TDM 20200: Web Scraping Project 3 — Spring 2025

Motivation: Now that we know how to use Beautiful Soup and lxml, we will expand and apply our skills, to achieve some systematic web scraping.

Context: We will use both Beautiful Soup and lxml, and will expand our knowledge of XPath.

Scope: Web Scraping in Python

Learning Objectives:

We learn how to scrape data more systematically from the web

Make sure to read about, and use the template found here, and the important information about project submissions here.

Dataset(s)

In this project we will scrape data from the following website:

www.nps.gov

Questions

Question 1 (2 pts)

In Project 2, Question 5, we scraped the types, names, and locations of all four parks in Indiana from the National Park Service website: www.nps.gov/state/in/index.htm

BUT we did not (yet) scrape the paragraph of information about each park from this webpage.

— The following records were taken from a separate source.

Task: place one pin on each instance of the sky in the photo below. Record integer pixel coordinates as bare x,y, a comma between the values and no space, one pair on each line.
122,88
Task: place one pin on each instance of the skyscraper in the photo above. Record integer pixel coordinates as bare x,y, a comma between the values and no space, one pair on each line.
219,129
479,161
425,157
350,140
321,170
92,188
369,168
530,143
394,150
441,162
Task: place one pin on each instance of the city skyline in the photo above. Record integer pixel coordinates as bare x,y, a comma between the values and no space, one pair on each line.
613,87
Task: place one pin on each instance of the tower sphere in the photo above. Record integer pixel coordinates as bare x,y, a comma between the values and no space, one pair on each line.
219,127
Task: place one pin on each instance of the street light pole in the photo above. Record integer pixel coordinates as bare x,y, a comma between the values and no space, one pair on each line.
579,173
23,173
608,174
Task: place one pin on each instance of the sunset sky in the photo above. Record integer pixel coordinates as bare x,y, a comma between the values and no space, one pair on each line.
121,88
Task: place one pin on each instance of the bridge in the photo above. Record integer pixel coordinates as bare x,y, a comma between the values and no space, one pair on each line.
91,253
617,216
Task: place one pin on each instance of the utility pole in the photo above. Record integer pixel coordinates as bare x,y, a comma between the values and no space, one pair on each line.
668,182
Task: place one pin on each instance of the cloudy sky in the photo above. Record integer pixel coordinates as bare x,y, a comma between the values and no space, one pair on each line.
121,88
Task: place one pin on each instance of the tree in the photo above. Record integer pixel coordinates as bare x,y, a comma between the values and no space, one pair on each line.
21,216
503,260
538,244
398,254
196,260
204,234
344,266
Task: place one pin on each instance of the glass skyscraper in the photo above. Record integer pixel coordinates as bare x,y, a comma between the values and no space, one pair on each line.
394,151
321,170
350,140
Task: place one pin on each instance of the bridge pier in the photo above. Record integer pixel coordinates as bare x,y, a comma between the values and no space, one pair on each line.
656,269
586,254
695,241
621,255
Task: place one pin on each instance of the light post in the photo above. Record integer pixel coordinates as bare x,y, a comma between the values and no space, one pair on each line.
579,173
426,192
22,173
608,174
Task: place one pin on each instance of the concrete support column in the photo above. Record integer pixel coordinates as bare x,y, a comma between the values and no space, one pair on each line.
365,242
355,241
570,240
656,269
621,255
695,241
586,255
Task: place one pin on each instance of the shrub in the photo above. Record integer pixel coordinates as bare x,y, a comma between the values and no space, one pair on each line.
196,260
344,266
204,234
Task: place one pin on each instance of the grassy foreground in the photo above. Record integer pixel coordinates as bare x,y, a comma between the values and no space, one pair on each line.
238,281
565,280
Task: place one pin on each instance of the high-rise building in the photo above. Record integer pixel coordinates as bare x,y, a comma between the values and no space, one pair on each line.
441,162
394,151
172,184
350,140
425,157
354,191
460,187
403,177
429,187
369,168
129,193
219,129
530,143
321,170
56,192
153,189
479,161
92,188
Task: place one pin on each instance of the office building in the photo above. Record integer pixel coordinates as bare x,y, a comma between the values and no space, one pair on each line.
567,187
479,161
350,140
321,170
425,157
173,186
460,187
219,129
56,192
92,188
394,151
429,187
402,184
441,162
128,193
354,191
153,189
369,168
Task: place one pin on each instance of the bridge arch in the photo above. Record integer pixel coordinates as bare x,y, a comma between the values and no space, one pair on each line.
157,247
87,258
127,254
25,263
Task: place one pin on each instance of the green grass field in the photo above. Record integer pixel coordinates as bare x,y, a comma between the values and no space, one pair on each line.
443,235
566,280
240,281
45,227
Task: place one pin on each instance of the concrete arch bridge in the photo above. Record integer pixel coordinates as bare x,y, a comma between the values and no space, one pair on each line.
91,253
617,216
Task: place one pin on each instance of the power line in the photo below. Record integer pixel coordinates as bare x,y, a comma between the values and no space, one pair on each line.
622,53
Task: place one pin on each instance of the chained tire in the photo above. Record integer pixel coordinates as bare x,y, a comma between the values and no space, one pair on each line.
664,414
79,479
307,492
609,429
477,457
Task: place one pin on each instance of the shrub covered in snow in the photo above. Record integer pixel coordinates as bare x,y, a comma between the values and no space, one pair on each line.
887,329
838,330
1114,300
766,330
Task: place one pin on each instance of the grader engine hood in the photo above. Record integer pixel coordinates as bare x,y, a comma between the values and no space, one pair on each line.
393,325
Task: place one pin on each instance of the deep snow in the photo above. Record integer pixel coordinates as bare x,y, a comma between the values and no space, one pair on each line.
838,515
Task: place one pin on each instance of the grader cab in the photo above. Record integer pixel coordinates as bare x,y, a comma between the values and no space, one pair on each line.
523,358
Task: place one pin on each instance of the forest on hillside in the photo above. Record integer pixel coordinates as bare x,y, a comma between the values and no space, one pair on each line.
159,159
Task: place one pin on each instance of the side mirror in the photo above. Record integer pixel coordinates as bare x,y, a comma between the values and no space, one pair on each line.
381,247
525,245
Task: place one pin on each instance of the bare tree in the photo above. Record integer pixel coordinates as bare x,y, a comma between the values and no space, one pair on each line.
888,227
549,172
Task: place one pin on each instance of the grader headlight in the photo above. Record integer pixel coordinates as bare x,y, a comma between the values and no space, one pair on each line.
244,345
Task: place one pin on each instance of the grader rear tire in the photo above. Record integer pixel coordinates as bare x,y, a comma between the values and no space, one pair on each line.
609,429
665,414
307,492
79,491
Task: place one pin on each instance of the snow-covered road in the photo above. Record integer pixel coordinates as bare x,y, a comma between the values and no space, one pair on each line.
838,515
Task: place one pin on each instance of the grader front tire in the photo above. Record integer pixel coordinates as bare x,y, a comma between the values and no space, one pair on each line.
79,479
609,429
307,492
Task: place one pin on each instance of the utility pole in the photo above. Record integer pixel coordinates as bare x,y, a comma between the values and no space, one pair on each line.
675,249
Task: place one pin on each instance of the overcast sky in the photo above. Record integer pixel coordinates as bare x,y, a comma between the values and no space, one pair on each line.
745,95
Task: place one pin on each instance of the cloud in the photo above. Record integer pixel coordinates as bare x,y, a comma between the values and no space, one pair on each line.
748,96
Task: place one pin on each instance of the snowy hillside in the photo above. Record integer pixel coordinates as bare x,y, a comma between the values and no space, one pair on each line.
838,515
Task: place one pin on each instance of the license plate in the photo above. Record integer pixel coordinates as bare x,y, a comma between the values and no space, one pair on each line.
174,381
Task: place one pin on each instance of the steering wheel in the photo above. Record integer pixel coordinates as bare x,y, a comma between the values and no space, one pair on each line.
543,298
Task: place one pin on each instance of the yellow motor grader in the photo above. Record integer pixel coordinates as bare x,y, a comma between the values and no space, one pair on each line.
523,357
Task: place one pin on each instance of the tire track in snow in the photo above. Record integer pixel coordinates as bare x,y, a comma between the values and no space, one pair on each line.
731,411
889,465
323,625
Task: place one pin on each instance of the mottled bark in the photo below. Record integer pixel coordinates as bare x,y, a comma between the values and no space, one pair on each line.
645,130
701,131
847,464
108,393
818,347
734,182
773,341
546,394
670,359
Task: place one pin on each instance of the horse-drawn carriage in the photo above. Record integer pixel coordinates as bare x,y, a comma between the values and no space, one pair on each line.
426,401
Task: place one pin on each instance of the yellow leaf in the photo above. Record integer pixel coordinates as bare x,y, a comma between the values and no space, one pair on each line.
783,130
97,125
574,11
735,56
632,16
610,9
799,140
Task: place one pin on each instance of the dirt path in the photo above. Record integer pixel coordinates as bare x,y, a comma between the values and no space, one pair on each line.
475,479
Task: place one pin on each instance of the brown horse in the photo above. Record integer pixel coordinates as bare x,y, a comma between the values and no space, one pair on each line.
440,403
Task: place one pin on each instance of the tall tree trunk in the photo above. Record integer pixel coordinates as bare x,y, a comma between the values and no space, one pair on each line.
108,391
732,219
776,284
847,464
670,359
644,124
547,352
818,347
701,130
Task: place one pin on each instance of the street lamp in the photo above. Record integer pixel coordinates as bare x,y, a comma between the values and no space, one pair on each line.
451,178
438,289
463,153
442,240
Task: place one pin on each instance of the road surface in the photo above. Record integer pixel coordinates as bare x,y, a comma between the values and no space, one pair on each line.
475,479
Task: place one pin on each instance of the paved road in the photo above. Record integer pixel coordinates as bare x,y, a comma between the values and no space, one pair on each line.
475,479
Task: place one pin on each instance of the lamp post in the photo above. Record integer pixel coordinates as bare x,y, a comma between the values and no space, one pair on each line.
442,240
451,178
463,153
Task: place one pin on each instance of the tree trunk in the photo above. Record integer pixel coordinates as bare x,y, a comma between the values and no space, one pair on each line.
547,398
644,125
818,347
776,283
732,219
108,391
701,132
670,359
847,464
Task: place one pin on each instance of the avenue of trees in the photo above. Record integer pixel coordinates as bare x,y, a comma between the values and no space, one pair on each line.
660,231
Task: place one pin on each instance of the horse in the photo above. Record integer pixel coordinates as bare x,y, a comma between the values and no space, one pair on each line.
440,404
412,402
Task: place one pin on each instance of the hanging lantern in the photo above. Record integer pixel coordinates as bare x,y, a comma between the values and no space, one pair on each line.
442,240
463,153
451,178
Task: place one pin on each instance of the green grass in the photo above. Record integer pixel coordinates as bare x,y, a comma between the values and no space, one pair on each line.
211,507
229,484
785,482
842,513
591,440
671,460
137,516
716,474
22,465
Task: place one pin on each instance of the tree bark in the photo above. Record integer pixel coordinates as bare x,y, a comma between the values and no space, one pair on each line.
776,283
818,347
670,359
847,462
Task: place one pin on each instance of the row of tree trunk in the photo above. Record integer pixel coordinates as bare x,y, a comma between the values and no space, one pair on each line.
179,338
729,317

If we right-click on such a paragraph and use the Inspect button in Firefox, we will see that such a paragraph is contained in a p tag with no attributes. This p tag follows a div tag with class attribute equal to "list_left". Unfortunately, there are several other p tags that follow that div tag, as we already saw from Project 2, Question 5, namely:

The park types have the div tag, followed by a p with class equal to "list_leftkicker". Similarly, the park locations have the div tag, followed by a p with class equal to "list_leftsubtitle". So we want to exclude both of those results.

We can do this by using:

mytree.xpath('//div[@class="list_left"]/p[not(@class="list_left__kicker") and not(@class="list_left__subtitle")]')

Deliverables

Use lxml with the xpath described above, to extract a list with 4 elements about the four respective parks from Indiana.
Be sure to document your work from Question 1, using some comments and insights about your work.

Question 2 (2 pts)

Starting with the data frame from Project 2, Question 5 (which has 4 rows and 3 columns), add the results from Project 3, Question 1, as a new 4th column in this data frame, so that you have a data frame of 4 rows, corresponding to the 4 parks from Indiana.

Now solve Project 2, Question 5, and Project 3, Question 1, again but this time use California instead of Indiana. You should get a data frame with 34 rows, corresponding to the 34 parks from California, and 4 columns (again, corresponding to the type, name, location, and description of each park).

Do this one more time for Texas, creating a data frame with 18 rows and 4 columns.

Deliverables

Use Python to make a Pandas data frame with 4 rows and 4 columns, namely, 1 row per park from Indiana, with the type of park in the first column, the name of the park in the second column, the location of the park in the third column, and the description of the park in the fourth column.
Make an analogous data frame for parks from California, with 34 rows and 4 columns.
Make an analogous data frame for parks from Texas, with 18 rows and 4 columns.
Be sure to document your work from Question 2, using some comments and insights about your work.

Question 3 (2 pts)

Now wrap your work from Question 2 into a Python function called mystateparkinformation, which takes a 2-letter string as input, and returns a data frame that corresponds to the information about the parks from that state. For instance:

mystateparkinformation('in') should return a data frame with 4 rows and 4 columns.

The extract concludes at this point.